This is a list of primary urban areas in England ordered by population, based on data from the United Kingdom Census 2001: it has not been revised with data from the United Kingdom Census 2011 and does not appear to be any longer in use.

The concept of a primary urban area was introduced by HM Government for statistical and macro-planning purposes and given the shorthand title of 'city'. In reality, a PUA may contain multiple settlements, even multiple cities. It should not be confused with 'urban areas' or 'built-up areas' that are more rigorously defined by the Office for National Statisticsor even city status.

Historically, the boundaries of cities within England and the United Kingdom as a whole have remained largely undefined, leading to difficulties in comparisons between them. However, a definitive list of cities in the United Kingdom, which in itself would constitute a type of definition known as an Extensional definition (specifically, an enumerative definition) does exist, though it does not define the limits of these cities. To allow such comparisons to be made the Office of the Deputy Prime Minister, in conjunction with other Government departments, began compiling reports and a database to allow comparison of the English cities. This report is known as the State of the English Cities Report and was maintained by the Department for Communities and Local Government.

Using this definition the term "city" is used as a primary urban area, which is distinct from the Office for National Statistics urban area agglomerations, with a total population in excess of 125,000. The population figures are based on the cumulative total population of the constituent wards. This list is not the same as the list of local authorities which have been granted city status and is intended to define the physical extent of the largest urban centres. These are available from the State of the Cities Database.

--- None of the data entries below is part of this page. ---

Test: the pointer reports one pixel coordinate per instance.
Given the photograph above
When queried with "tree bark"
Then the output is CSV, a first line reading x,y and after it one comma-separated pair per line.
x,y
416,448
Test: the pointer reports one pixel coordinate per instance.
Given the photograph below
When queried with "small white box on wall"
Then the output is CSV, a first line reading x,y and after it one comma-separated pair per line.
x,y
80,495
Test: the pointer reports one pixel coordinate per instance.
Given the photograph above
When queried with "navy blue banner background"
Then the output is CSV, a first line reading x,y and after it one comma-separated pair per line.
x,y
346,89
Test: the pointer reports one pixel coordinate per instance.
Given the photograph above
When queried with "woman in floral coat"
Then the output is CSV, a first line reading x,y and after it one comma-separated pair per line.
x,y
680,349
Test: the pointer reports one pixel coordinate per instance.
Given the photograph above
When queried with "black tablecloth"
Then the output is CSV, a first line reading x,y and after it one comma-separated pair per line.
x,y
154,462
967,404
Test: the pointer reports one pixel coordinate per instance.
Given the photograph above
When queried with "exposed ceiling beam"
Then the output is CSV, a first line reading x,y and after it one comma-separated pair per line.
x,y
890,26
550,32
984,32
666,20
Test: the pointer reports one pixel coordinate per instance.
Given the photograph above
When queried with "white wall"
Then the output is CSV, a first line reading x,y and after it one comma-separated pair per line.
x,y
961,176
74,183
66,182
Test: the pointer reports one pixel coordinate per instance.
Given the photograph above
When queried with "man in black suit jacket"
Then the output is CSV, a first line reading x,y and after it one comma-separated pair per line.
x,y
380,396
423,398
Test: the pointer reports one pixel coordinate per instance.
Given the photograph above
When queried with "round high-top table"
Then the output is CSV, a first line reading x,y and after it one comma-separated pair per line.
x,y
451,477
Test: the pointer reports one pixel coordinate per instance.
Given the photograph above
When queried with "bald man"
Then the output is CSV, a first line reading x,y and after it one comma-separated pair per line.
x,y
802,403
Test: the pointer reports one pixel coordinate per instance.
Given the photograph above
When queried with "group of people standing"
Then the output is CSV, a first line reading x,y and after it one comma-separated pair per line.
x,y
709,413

However, some controversy arose when using these terms, for example the Manchester PUA contains the City of Manchester and also includes that of the City of Salford which is a metropolitan borough and has held city status since 1926. The inclusion of the City of Wolverhampton and the Black Country in the Birmingham PUA also led to a meeting of the West Midlands group of MPs where their displeasure was made clear to David Miliband, then the minister in charge.  This inclusion of Wolverhampton demonstrates differences between PUAs and the Eurostat equivalent, where Wolverhampton has its own larger urban zone.

In addition, some found controversial the use of the term 'city' to describe primary urban areas such as Aldershot, Blackburn, Burnley, Bolton, Chatham, Mansfield, Milton Keynes, Reading, Rochdale and Southend since these have not been granted letters patent and are therefore formally towns.